Being a cynic, I couldn't help making a little mental list of

    Things the European Union Needs In Addition To Love
  • A common foreign policy
  • Consensus about the proper scope of federal rule
  • A credible army
  • Mandatory musical re-education camps
  • A meaningful role for the European parliament
  • Decent Mexican food
  • Reductions in bureaucracy
  • Agricultural reform
  • Some degree of sovereign power
  • A constitution
  • 24 hour convenience stores
  • Jobs
  • An increase in the birth rate
  • A sane immigration policy
  • Deportation of all Eurovision contestants to karaoke bars in Central Asia
  • Lower taxes
  • Aircraft carriers
  • Air conditioning

I had a strong suspicion that tonight's show was masterminded by the same genius who first juxtaposed slow-motion footage of the Berlin Wall coming down with the Scorpions' "Winds of Change". In the future, every momentous historical occasion will get a crap soundtrack.

At the end of the exercise, the clock counted down ("eight, four, five, three, two, one!", I kid you not) and suddenly we were in the European Union. A kind of strangled "yip!" rose into the night air, very anticlimactic. Imagine REO Speedwagon asking the Humboldt County State Fair if they are ready to rock and you have the sound Poland made on joining the European Union. Perhaps it was all the stress, and anticipation, and anxiety at finally having fifteen years' hard courtship consummated, or perhaps it was the rigid ban on outdoor drinking that night. But after an embarrassed silence, the firefighters saved the day by doing some funky loud things with their sirens, and the crowd worked itself into a proper frenzy of applause.

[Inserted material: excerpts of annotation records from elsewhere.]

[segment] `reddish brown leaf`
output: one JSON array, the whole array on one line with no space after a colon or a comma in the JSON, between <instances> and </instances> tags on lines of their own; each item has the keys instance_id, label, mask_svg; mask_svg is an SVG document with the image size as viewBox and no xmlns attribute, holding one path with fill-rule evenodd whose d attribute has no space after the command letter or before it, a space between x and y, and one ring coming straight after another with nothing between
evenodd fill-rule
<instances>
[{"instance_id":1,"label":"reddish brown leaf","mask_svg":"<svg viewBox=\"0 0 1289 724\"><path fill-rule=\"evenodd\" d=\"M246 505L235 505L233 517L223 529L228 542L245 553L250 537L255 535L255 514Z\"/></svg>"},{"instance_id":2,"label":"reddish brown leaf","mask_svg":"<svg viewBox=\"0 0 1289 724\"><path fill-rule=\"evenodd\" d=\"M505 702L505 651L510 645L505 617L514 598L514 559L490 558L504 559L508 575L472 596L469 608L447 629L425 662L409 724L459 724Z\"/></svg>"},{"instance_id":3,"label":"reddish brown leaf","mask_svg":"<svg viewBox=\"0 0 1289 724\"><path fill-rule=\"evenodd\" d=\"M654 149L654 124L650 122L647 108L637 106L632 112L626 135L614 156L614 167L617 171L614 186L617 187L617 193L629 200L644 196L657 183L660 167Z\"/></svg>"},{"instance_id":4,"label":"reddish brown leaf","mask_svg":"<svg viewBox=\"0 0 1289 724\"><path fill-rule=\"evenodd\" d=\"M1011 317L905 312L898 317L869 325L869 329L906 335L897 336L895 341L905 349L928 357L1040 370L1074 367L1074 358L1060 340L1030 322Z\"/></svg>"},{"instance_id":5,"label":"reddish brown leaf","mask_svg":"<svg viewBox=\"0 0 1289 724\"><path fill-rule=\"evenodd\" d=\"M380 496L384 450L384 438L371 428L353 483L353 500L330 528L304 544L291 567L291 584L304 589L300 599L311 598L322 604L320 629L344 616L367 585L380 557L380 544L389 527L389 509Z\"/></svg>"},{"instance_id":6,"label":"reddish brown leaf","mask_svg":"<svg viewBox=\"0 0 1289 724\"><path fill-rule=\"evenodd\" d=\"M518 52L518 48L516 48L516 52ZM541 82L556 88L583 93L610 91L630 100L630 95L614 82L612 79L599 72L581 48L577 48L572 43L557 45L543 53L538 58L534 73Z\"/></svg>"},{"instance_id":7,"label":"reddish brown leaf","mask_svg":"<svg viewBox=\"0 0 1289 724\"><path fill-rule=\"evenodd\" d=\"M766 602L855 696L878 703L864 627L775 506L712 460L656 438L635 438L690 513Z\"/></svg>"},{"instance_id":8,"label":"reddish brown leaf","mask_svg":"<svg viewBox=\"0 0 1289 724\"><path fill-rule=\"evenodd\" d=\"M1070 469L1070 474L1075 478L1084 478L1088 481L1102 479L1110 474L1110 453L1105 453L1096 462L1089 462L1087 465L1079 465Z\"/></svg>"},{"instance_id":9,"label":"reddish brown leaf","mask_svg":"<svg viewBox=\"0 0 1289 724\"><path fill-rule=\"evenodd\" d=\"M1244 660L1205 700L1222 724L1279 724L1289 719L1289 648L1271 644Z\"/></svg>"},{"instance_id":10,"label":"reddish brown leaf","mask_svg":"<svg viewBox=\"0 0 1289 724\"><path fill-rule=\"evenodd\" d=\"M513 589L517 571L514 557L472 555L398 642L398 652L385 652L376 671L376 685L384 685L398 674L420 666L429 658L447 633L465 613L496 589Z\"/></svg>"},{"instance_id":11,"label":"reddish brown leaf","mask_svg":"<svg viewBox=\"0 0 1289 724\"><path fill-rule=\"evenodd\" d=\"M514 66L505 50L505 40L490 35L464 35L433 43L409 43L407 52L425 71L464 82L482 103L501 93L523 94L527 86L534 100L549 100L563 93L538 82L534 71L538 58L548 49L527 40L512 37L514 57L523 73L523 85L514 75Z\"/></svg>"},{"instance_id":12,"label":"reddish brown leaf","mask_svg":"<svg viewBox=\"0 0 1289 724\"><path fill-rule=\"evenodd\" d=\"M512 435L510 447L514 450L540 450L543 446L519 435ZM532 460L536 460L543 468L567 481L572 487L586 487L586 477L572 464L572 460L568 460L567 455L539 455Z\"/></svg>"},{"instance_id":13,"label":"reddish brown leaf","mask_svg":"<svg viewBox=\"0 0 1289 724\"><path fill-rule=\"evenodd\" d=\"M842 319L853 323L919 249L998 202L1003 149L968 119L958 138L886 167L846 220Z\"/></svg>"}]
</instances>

Part of my own motivation in coming out so late was that there might be indiscriminate kissing at the stroke of midnight, New Year's Style, but the ragged cheer dashed my hopes. The women in the crowd seemed very far from wanton abandon, and very near to their protective boyfriends and husbands, who stood behind them with arms extended protectively across their bellies in the international pose of "I am in a commited relationship and my little pumpkin is feeling chilly". But what the moment lacked in euphoric osculation, it made up for in quiet happiness. Fifteen years was a long time to wait, and it was still hard believe that this had truly happened. People were talking, smiling, drinking late-night coffee in shops, sneaking swigs of what I can only patriotically assume was cheap potato vodka out of plastic bottles.

As I wandered back home, the fireworks started over the Vistula, with more energetic cheering and hyperexcited kids running about to get a better view. I passed two men walking out of a restaurant, one looked at his watch and said to his friend "well, sir, as of five minutes ago we are Europeans".

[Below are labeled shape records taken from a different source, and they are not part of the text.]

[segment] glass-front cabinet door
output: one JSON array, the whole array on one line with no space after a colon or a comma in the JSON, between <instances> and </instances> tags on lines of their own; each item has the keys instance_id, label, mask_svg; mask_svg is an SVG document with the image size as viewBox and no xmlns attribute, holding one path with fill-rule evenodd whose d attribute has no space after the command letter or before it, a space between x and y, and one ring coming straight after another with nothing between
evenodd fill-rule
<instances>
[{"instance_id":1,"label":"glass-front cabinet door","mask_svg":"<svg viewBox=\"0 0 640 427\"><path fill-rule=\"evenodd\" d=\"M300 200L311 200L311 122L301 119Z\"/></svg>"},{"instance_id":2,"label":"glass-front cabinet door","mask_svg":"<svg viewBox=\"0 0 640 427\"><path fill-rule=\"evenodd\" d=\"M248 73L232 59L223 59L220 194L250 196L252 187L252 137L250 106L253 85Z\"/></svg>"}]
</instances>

It was a fantastic feeling. Not only did I now have both an American and a European passport, meaning I could have any Russian bride in the catalog, but it also meant that this silly but deeply beloved country was here for good, was here to stay. It would be come a normal, second-tier European nation, besieged by annoying backpackers and completely unremarkable. That may not sound like much of a national dream, but for Poland it is the culmination of two hundred years' bitter struggle. My own grandfather is older than modern Poland; being in Europe means we can now take the independence and continued existence of this country for granted, a remarkable luxury.